The long-term vision of the CRC 1223 was to find a unified approach to privacy by following, contrasting and blending the top-down and bottom-up method. Therefore, the following research goals were addressed:
Assessing privacy in open Web-based scenarios
Personal information is being widely dispersed in the Web. Social networks in particular have become a focal point for collecting data from billions of people. It is impossible, today, for regular users to understand the privacy implications entailed, like the spreading of private posts within their network, or the possible effects of linking information across multiple sites. Helping users assess their privacy situation in the reality of today’s Internet is a major challenge that involves information extraction, modeling, and prediction in a highly distributed environment, with multimodal contents, at massive scale, and under highly incomplete information.

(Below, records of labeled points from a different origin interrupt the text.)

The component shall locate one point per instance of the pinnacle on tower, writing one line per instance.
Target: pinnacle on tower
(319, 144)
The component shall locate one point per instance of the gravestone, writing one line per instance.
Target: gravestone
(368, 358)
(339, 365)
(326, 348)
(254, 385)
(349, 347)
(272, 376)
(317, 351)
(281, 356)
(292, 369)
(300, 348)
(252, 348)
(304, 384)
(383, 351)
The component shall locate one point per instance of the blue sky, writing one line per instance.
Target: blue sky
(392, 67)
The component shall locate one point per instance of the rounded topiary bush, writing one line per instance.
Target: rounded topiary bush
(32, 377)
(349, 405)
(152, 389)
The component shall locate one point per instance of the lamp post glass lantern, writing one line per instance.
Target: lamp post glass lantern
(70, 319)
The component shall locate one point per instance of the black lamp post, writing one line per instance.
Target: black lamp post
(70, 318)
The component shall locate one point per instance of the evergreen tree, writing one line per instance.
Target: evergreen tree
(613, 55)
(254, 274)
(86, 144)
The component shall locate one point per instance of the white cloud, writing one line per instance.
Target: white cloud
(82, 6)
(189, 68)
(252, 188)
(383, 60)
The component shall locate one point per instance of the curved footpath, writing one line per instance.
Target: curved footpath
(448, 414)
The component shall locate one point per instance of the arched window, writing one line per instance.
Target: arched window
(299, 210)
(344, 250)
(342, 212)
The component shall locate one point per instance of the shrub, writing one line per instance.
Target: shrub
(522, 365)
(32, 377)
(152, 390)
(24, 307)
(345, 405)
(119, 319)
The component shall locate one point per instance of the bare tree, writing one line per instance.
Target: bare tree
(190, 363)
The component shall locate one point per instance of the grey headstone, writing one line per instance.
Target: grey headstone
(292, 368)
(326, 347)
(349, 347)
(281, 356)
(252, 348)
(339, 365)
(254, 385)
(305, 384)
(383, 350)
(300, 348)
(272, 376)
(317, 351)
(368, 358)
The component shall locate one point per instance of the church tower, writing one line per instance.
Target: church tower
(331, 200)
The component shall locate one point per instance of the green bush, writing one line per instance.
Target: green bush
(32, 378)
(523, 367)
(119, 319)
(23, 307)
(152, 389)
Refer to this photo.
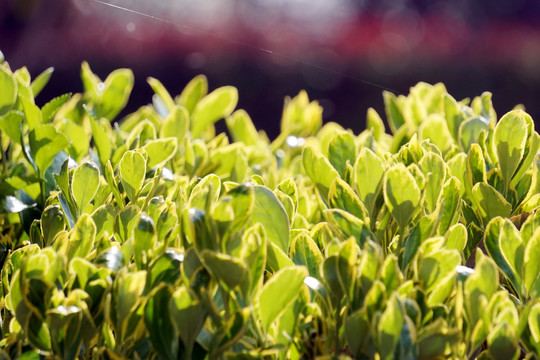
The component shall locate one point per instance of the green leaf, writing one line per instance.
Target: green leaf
(449, 203)
(124, 221)
(52, 222)
(8, 90)
(276, 258)
(81, 237)
(279, 292)
(401, 194)
(305, 252)
(159, 323)
(342, 196)
(470, 129)
(341, 150)
(144, 240)
(77, 137)
(32, 113)
(368, 176)
(127, 290)
(389, 328)
(319, 169)
(132, 172)
(345, 225)
(531, 265)
(115, 95)
(49, 110)
(433, 164)
(228, 269)
(45, 142)
(347, 268)
(510, 138)
(504, 245)
(375, 124)
(194, 91)
(437, 272)
(268, 211)
(10, 124)
(219, 104)
(160, 90)
(160, 151)
(435, 128)
(176, 124)
(534, 322)
(101, 139)
(357, 332)
(85, 184)
(242, 129)
(187, 315)
(41, 80)
(503, 343)
(489, 202)
(456, 237)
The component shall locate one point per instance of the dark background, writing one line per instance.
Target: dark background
(343, 52)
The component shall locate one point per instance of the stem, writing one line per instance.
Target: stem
(42, 190)
(4, 162)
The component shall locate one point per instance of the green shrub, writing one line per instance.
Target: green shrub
(153, 237)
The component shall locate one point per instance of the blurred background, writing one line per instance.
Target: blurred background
(343, 52)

Privacy in mobile computing
Sophisticated mobile computing, sensing and recording devices, in particular smartphones, have become our daily companions, thus blurring the distinction between the online and offline worlds. While these devices, and emerging ones like Google Glasses, enable transformative new applications and services, they also introduce entirely new threats to users’ privacy. A deluge of smartphone apps request users to grant access to their highly sensitive personal data and privacy-critical functionality, in particular offering the possibility to build up a complete record of the user’s location, online and offline activities, and social encounters, including an audiovisual record. Helping users understand the privacy-relevant behavior of third-party software, to protect users’ privacy when interacting with software and other mobile device users, and to ultimately aid app developers to enforce privacy by design constitutes a formidable challenge. It in particular includes software analysis and enforcement on third-party software, secure programming principles for privacy by design, and privacy-friendly solutions for a wide range of communications and interactions amongst mobile device users.

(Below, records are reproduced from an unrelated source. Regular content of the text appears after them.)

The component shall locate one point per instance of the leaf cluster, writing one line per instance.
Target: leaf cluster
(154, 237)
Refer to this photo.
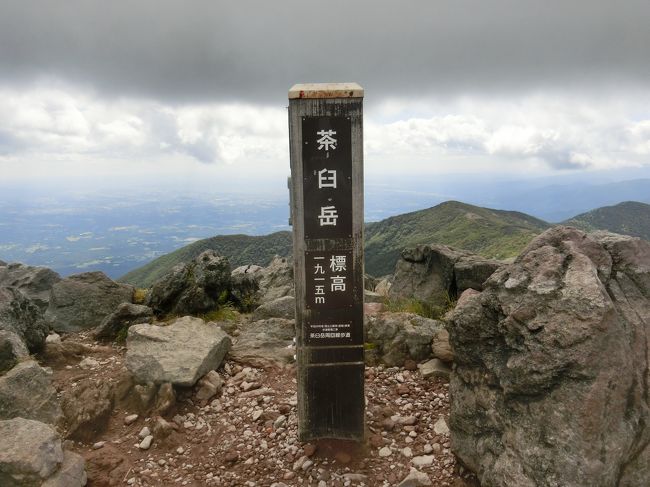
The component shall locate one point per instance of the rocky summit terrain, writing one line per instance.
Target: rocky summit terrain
(479, 372)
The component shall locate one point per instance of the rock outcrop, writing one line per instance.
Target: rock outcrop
(284, 307)
(435, 273)
(266, 341)
(253, 285)
(82, 301)
(192, 288)
(276, 280)
(179, 353)
(396, 337)
(31, 455)
(27, 391)
(126, 315)
(21, 316)
(551, 380)
(34, 283)
(12, 350)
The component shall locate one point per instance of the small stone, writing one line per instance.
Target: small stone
(440, 427)
(415, 478)
(279, 421)
(146, 443)
(422, 461)
(342, 457)
(309, 449)
(88, 363)
(53, 338)
(130, 419)
(232, 456)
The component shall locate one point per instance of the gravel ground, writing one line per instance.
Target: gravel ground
(247, 434)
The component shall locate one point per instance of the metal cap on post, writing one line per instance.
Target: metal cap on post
(326, 147)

Anonymity in online interactions
Users disseminate personal information not only actively, through postings in social networks etc., but also passively as a side effect of their online interactions, with Web service providers or other communication partners. This source of privacy loss is more subtle, yet no less threatening: a Web service provider typically learns who accesses a service for what purposes; communication technologies typically do not conceal from an observer who is communicating with whom, and sometimes do not even protect the content of the conversation. Information collectors tacitly observe user interactions, for advertising and other purposes. Preserving anonymity in such interactions, yet without inhibiting their functionality, involves challenges such as the development of novel cryptographic solutions to resolve the tension between anonymity and functionality on the algorithmic level, as well as complementary solutions on the network level to ensure anonymous yet reliable communication and interaction.